Last year, the company secured a $1.2 million contract to protect hydropower dams, beating an Israeli competitor. It is now expanding deeper into counterterrorism and border security solutions.
The company has noted that its technology has already been used to safeguard mines, power plants, and other nationally important assets in several African nations, securing infrastructure assets worth about $11 billion, with tens of millions in contracts and a strong pipeline between the public and private sectors throughout the continent.
The Geometric Power Plant in Aba, two hydropower facilities in northern Nigeria, and gold and lithium mining activities in Ghana and Nigeria are among the present clients, Defenseweb reports.
“The only way Africa can have lasting peace is by uniting to build sovereign defence, not by relying on foreign security architecture. We need to control our own destiny by building the tools and systems needed to protect ourselves.
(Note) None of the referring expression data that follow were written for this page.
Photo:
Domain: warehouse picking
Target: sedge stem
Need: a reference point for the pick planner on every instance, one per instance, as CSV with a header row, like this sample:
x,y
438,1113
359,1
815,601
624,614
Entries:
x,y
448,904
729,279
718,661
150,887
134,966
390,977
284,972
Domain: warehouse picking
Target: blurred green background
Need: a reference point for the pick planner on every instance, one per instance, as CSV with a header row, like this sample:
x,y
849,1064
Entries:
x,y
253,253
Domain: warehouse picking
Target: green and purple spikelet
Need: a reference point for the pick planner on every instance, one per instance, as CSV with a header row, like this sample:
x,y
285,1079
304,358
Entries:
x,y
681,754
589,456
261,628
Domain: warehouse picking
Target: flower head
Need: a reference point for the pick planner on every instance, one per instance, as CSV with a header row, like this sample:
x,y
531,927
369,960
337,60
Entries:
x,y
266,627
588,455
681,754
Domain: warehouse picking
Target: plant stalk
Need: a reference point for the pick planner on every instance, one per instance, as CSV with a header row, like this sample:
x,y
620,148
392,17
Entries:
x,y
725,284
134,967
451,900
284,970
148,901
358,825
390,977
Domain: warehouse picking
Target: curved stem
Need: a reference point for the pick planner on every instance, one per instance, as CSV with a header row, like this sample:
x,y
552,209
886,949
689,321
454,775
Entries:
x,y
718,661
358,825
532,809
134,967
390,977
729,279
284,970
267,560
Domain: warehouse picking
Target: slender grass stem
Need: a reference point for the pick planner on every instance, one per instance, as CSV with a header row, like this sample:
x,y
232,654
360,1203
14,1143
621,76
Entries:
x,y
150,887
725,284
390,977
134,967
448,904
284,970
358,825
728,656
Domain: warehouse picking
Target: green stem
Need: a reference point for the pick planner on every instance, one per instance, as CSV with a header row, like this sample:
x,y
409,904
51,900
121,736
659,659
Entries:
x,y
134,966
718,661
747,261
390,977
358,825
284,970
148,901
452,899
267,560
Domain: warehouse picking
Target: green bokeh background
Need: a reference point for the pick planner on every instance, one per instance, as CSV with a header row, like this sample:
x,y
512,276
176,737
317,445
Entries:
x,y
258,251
That’s how this continent defeats terrorism,” said Nwachuku.
He added: “Africa is industrializing faster than any other region, with new mines, refineries, and power plants emerging every month.
But none of that progress will matter if we don’t solve the continent’s greatest Achilles’ heel, which is insecurity and terrorism.”
Explaining the decision to build in Ghana, Nwachuku said, “This is the beginning of that vision playing out more concretely, and we chose Ghana for Pax-2 because of its talent, strategic position, and political will to become a serious defence exporter and prove this can be done at scale.”